Sunday, February 20, 2011

on Montana and global warming

A Montana legislator who shall remain nameless (because I don't have his name right in front of me now but who represents to a great extent the general thinking of his party in Helena), has introduced a bill to proclaim global warming a benefit to the state and would order the state to cease all effort to combat it. An in-state scientist has said, in essence, that the legislator is blowing smoke,that scientific studies have basically proved that humans are directly responsible for the current global climate. However, it is true that over the past 2,000 years there have been significant climate changes so that at one stage glaciers spread out again in Europe and in another people were able to live in Greenland and grow crops there for several centuries before the cold returned. What those people who accept that thinking are rejecting are numerous studies reported in scientific journals that point out that the carbon dioxide content of the air is the largest that has been seen in 30,000 years (from ice and ocean coring). In the middle of the 1980s, which the anti climate change people claim to have heard predictions about an upcoming ice age, I remember an article in, I think, Science 86, which predicted the actual changes we have seen in Montana, longer but drier warm periods and warmer winters. And the big question again this year is Are we out of the drought yet?

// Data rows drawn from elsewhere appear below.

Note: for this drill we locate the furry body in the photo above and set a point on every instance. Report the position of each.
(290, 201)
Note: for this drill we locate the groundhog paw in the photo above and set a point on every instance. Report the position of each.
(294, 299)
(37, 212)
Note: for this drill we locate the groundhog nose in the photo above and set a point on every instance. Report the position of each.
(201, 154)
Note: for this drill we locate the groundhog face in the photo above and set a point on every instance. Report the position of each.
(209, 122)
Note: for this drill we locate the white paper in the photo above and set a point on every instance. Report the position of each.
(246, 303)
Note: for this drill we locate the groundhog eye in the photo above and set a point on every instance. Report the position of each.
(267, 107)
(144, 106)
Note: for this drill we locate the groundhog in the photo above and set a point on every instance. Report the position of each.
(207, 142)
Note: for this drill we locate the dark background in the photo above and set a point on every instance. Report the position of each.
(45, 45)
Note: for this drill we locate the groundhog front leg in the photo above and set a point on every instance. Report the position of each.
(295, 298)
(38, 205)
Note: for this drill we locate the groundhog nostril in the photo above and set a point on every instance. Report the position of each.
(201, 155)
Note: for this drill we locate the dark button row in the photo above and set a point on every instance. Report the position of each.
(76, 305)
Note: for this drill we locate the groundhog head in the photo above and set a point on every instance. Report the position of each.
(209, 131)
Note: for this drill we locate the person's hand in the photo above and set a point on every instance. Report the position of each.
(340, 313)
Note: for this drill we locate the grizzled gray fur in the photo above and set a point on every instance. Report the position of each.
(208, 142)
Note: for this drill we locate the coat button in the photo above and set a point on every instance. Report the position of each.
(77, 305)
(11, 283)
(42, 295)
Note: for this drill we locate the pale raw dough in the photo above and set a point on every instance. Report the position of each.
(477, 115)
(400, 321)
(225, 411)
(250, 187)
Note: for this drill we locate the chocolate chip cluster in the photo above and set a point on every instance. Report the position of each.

The unmentionable legislator cites global warming as having beneficial effects in increase crop growth with the additional carbon dioxide. Yet, it will. But what he doesn't say is that the bulk for the crop growth will go into the body of the plant and not the seeds and roots that are so important for human development. Scientists have made some experiments which indicated that the grain may be more plentiful but the loss of nutrient value will make that a negligible effect and may mean that that there will be even more widespread hunger than already exists in this world. The U.S. has a rather high percentage (for our wealth) of hungry people and Africa is starving in almost all its equatorial areas. But again, the people of Montana, those who have moved into the state within the past 100 years, don't seem to have enough between the ears to realize that their livelihoods may hang on curbing the warming effect. They don't seem to realize that this part of the country was so dry it was virtually uninhabitable before about the 17th Century. That's why the land was empty when the Crows, Cheyenne and Blackfeet were able to move into it.